With Netflix, Redbox, Hulu, and Amazon in the video business, who would pay $290 million for Blockbuster video and its failed business model? That is what one bidder is offering in Blockbuster’s Chapter 11 bankruptcy case.
A bidder called “Cobalt Video Holdco” has offered an initial bid of $290 million to purchase Blockbuster out of bankruptcy. Rival bidders will have to come in with higher numbers if they want to acquire the failed video chain. [Source: Wilking, Rick. “Blockbuster gets $290 million ‘stalking horse bid,'” Reuters, 2/21/11. Downloaded from: http://www.reuters.com/article/2011/02/21/us-blockbuster-idUSTRE71K5SO20110221]
But why would anyone want to acquire Blockbuster for over $290 million – or even for a lower amount? Just this week, Hulu announced that it’s $7.99 per month streaming video service will now feature films from the Criterion collection. For a few bucks, viewers will be able to watch many of the greatest movies ever made. [Source: “Classic Films To Debut On Hulu Plus,” imdb.com, 2/16/11. Downloaded from: http://www.imdb.com/news/ni7792397/.]. And Netflix’s subscriber base grew by 63% last year. [Source: Martin Peers. Wall Street Journal. (Eastern edition). “Netflix Epic Turns to ‘Short’ Story.” New York, N.Y.: Feb 16, 2011. pg. C.14].
Why would someone want to take on these new service providers, not to mention Redbox and Amazon, by operating Blockbuster’s archaic chain of brick-and-mortar stores (for $290 million!)? As it turns out, there are a few potential reasons:
First, the acquiring company would not have to operate Blockbuster. It might be able to liquidate some or all of the company’s assets in a profitable way. Unfortunately, Blockbuster does not seem to have a lot of valuable assets. Its locations are generally good, though, and could be valuable to another chain store.

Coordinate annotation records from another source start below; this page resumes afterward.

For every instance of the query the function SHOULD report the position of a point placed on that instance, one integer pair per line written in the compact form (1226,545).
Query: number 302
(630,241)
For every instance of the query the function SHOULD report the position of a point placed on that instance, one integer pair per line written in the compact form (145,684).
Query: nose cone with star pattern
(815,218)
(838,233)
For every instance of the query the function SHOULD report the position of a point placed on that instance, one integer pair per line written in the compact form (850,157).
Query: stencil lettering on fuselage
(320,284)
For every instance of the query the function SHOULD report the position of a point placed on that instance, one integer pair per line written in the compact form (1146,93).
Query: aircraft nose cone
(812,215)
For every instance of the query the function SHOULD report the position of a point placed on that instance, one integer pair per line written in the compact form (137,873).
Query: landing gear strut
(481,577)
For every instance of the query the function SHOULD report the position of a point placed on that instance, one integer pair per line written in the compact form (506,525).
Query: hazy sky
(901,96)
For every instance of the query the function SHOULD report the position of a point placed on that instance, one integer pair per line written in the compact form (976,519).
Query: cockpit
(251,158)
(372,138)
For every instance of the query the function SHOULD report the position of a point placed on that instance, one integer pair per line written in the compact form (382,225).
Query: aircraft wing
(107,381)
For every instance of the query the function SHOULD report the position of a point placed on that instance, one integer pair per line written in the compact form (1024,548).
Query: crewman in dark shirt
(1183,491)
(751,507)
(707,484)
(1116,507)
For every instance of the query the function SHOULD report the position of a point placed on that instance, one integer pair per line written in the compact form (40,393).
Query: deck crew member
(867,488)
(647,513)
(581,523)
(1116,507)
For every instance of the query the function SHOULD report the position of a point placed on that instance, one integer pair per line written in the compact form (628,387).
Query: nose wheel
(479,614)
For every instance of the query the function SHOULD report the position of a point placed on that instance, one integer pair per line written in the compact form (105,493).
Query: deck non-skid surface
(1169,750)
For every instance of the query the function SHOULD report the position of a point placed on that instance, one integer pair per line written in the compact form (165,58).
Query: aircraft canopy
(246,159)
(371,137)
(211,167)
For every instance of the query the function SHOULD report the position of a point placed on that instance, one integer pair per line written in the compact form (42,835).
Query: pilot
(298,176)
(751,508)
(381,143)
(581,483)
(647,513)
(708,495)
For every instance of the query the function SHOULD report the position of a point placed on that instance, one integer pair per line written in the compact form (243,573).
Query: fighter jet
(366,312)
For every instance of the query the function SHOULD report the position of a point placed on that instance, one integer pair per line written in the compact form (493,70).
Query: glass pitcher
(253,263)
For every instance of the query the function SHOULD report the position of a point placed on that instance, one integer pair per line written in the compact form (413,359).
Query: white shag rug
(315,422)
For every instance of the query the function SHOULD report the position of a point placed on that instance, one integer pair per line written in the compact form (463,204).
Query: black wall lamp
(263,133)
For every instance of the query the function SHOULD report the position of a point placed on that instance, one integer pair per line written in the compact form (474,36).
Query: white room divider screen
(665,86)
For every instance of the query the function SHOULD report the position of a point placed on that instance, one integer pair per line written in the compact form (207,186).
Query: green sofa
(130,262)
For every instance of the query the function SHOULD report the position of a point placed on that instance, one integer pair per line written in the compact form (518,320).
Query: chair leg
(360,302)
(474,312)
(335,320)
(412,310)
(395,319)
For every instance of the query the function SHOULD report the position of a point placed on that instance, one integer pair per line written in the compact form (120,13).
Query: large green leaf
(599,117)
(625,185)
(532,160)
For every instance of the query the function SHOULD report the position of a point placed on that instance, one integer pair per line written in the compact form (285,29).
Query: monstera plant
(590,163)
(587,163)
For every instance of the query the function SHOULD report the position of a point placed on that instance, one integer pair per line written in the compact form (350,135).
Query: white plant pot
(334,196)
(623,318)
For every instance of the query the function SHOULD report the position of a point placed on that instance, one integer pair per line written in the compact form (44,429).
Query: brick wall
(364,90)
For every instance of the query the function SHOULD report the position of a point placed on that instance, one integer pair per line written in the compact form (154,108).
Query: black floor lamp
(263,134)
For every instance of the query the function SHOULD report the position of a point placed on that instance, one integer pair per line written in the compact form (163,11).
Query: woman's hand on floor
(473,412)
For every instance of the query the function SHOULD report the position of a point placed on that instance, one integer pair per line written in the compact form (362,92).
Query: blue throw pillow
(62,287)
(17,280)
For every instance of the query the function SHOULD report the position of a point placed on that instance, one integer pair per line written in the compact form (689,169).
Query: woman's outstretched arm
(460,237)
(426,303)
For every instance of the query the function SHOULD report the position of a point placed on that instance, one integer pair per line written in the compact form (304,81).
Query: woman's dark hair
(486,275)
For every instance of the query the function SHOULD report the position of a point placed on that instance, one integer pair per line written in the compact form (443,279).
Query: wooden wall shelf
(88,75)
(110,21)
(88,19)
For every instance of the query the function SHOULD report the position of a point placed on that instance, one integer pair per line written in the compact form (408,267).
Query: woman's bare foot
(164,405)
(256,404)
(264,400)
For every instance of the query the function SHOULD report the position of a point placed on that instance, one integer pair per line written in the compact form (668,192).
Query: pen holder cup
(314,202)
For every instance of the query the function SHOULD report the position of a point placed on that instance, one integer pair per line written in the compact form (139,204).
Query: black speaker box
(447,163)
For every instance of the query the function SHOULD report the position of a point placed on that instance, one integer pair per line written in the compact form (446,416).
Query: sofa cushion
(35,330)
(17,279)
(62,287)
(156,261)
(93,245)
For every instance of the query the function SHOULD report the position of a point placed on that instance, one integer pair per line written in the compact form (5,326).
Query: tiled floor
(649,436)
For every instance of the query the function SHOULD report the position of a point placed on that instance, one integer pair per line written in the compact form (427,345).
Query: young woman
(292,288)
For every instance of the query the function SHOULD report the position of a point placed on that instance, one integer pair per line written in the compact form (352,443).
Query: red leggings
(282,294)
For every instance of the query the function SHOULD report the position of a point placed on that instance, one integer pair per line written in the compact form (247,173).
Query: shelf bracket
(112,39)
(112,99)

Second, the acquiring company could turn Blockbuster around with a new strategy. For example, an acquirer could retain Blockbuster’s kiosk business and compete head-to-head with Redbox, using Blockbuster’s name recognition, but dispose of its other assets in a profitable way. Another option would be to make Blockbuster a pure retail store, selling dvd’s, video equipment, and associated merchandise
Third, one of today’s video superstars (e.g., Redbox) could acquire Blockbuster to benefit from its movie inventory and relationships with studios (to the extent such relationships still exist). An existing giant might even see an advantage to having brick-and-mortar locations. For example, what if Amazon.com bought Blockbuster and operated its store locations as Amazon.com stores, providing free overnight pick-up for any customer order, as well as drop shipping for Amazon sellers? That probably will not happen, but it would be interesting.
The bottom line is that acquiring Blockbuster could make strategic sense for someone, and of course the price tag would be high – higher than $290 million. A comparison can be made among the bankruptcy attorney san diego available at the firms. The charges of the lawyers should be under the funds of the person to cover the financial loss.